Disbursement requirements addressed

December 30, 2021 | 10:13
Numerous projects and investors will be cut off from public investment allocation due to the poor performance of disbursement this year, and this will affect socioeconomic development of localities involved.
Disbursement requirements addressed
Long Thanh International Airport is one of the projects struggling with site clearance

Ho Chi Minh City People’s Committee has proposed a reduction of $257 million of public investment due to the low disbursement ratio. Last week, Phan Thi Thang, Vice Chairwoman of the People’s Committee, signed an urgent document sent to the Ministry of Finance to ask for the adjustment of 2021’s public investment plan, including official development assistance (ODA).

At the end of last year, Ho Chi Minh City was allocated a public investment plan of $388.5 million in ODA on-lending for four projects. However, the disbursement of these ventures in 2021 has been estimated at $131.5 million, only one-third.

Of the four projects, the metro No.1 line disbursed the majority at $120.8 million, while the others saw dire results – 1.6 per cent of the amount for the Tau Hu-Ben Nghe-Doi - Te canal basin project’s second phase, 5.6 per cent for Ho Chi Minh City’s green traffic development project, and 20.2 per cent for the city’s environmental sanitation project.

“The main reason for the low performance of ODA disbursement is the pandemic outbreaks over numerous months, hitting the transportation of construction equipment and materials, especially the projects located in areas with high infection rates,” explained Thang. At the same time, there have been price fluctuations, a local scarcity of construction materials, and a shortage of workers.

In addition to Ho Chi Minh City, the disbursement of other localities in the south and southeast of the country has also been poor. Dong Nai province is struggling with site clearance for Long Thanh International Airport, and a meeting on the subject of boosting project disbursement was held last week. Elsewhere, disbursement of public investment is only 33.8 per cent in An Giang province and 58.8 per cent in Quang Binh province.

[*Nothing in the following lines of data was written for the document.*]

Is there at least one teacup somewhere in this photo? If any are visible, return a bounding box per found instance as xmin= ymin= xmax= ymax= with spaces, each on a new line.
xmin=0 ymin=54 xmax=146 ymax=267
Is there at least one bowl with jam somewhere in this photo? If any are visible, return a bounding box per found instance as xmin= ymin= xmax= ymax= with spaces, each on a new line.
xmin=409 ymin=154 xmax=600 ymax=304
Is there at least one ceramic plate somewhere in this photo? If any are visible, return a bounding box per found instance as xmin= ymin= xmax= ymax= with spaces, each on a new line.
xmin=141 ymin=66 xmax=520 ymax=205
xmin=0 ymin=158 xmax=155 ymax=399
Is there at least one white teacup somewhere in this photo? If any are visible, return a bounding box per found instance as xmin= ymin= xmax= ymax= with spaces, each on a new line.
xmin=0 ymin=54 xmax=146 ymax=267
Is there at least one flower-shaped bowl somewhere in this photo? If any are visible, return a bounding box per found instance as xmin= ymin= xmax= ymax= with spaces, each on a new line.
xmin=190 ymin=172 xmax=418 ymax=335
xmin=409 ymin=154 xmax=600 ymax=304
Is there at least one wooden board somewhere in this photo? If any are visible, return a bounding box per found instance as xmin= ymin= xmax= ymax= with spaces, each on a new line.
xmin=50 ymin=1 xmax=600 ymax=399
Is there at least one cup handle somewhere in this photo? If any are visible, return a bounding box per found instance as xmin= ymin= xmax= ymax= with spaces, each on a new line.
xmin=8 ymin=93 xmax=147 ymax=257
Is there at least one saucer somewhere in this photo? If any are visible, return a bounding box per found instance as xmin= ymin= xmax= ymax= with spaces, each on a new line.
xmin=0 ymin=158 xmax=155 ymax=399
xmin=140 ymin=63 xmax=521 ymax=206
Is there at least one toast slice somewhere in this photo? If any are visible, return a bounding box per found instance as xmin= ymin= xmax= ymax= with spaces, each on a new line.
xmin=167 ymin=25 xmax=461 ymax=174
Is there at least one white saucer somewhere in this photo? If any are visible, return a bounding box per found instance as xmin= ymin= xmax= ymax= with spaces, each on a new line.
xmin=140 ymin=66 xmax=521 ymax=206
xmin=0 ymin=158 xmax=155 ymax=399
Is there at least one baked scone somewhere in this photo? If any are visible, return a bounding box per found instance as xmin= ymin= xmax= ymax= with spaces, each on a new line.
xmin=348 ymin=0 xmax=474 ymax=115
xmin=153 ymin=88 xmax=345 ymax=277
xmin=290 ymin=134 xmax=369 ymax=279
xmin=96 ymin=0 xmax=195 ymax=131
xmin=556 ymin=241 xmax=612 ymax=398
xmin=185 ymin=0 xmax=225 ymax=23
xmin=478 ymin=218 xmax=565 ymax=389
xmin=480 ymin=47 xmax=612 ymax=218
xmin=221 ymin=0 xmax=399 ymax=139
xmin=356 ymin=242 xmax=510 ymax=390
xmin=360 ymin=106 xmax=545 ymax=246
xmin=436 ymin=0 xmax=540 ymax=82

According to the Ministry of Planning and Investment (MPI), as of end-November, the average public investment disbursement of the whole country is 64 per cent, while 19 ministries and two localities reported rates under 30 per cent.

“Every week, we are working with big project management units to check the status and accelerate the process,” Thang said.

In the direction of Deputy Prime Minister Le Van Thanh, public investment projects should be developed “day and night” to accelerate progress and promote the efficiency of public investment. “We should make all efforts to disburse as much as possible, but not loosen the rules or let violations occur,” he stressed.

In meetings of the Working Group No.6 led by MPI Minister Nguyen Chi Dung, numerous ministries, agencies, and localities asked to refund the 2021 capital plan or delay it to next year. However, the consistent response of the MPI leader is that transferring 2021’s allocation to 2022 must comply with the Law on Public Investment and Law on State Budget. That means that if the public investment is not fully disbursed, it will be cut off and removed from the total mid-term public investment capital.

“In case of force majeure, the government must report to the National Assembly for consideration and making decisions,” said Minister Dung.

The government previously proposed to extend capital to the following year for some projects. However, the number of initiatives that have been approved by the National Assembly Standing Committee is low. The government also proposed to reduce the planned capital for ODA, but this has yet to be approved.

Many localities have said that applying for central reserve capital for public investment projects has been an urgent matter. But due to delayed site clearance, disbursement could not be done. In this case, their capital plan will be cut off, hitting project implementation resources and the medium-term public investment capital of the locality. This also affect their socioeconomic development plans. According to an MPI representative, in addition to making the decision of public investment capital in 2022, the National Assembly also has very clear bindings on the rate of disbursement of public investment next year. Therefore, the urge to disburse public investment capital will be much more drastic next year.

Last month, the government set up six working groups to inspect the disbursement of public investment capital at ministries, agencies, and localities in which the rate was at less than 60 per cent of the assigned plan, led by deputy PMs as well as ministers of the relevant ministries.